When he recalled Master Gosse’s words— You may need to let it out in the bust —he felt a low, grinding sort of anger that roiled like hunger in his gut.

Effy picked up her bag and slipped Ardor’s book inside. She didn’t seem to notice anything amiss about it. Preston slid his own satchel over his shoulder. The rote mechanics of it all made him calmer.

The dream was just a dream.

He and Effy said their goodbyes just outside her dormitory, beneath a portico that was fanged with icicles.

Preston watched her as she walked down the street, the cobblestones shimmering with glacial danger.

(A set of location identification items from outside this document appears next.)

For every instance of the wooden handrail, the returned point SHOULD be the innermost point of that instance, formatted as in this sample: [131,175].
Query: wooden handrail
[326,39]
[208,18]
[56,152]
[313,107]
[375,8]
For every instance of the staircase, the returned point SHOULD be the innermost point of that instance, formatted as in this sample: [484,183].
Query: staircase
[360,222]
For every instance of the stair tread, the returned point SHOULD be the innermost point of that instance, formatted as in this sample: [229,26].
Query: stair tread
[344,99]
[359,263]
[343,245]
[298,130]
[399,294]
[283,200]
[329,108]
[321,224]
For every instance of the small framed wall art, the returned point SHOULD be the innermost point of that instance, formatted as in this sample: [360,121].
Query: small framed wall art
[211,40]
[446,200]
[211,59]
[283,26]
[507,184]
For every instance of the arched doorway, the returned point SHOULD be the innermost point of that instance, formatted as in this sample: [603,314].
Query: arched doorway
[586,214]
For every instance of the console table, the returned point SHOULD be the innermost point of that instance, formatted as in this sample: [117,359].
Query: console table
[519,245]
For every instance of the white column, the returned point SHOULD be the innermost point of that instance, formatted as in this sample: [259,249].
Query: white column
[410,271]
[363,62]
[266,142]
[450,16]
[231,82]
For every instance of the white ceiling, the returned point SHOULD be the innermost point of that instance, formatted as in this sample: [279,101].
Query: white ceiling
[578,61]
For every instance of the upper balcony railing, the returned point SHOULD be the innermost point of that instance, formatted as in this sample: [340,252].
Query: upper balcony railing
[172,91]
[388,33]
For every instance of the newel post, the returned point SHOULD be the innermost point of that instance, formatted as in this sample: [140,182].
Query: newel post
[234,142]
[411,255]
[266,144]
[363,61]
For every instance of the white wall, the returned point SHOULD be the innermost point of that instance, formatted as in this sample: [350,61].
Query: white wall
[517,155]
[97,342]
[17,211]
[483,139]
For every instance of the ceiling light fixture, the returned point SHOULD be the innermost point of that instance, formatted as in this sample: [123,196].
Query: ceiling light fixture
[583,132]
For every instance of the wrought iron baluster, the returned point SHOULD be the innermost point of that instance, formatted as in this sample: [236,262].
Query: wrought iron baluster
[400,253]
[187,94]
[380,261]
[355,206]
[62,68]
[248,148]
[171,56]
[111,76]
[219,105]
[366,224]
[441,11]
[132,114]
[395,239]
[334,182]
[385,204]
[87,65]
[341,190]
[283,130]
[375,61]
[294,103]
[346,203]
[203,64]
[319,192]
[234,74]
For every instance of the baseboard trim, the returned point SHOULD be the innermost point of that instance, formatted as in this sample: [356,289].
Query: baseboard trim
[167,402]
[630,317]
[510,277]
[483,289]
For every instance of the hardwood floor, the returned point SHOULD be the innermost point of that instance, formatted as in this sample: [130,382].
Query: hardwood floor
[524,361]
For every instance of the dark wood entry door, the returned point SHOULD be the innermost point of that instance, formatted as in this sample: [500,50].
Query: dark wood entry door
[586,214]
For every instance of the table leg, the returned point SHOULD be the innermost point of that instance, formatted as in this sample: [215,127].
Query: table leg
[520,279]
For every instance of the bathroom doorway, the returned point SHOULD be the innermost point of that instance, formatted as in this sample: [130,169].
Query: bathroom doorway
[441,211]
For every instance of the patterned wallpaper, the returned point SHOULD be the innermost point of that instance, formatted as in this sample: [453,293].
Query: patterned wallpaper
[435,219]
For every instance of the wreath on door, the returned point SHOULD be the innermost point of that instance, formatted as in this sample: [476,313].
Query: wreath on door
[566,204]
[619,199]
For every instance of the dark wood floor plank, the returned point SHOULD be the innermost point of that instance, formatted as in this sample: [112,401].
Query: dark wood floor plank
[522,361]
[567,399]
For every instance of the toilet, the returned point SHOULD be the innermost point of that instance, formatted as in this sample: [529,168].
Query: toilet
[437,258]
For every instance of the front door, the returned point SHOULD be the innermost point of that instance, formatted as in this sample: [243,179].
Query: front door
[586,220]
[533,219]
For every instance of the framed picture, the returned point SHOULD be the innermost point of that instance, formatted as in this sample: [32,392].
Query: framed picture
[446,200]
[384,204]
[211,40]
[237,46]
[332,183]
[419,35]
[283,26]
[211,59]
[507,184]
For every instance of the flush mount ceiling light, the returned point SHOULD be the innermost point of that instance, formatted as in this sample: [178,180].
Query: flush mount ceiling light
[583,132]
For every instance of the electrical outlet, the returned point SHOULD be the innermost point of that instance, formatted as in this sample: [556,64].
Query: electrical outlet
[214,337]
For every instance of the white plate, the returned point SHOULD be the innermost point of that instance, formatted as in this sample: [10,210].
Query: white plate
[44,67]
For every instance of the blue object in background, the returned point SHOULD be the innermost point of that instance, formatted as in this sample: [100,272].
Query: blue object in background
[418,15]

He didn’t turn away until she had vanished into a crowd of other black-clad students, all pressing toward the library.

Preston exhaled, his breath a wisp of white in the cold. He had foolishly volunteered as a teaching assistant for one of Gosse’s classes, and he had to arrive before the students did, so he had a chance to pass out their papers and monographs.

He shook back the sleeve of his coat and looked down at his watch to see the time. But all three hands had stopped turning, frozen at 6:22. Preston frowned and held up his wrist for closer examination. The face of the watch was filled with water.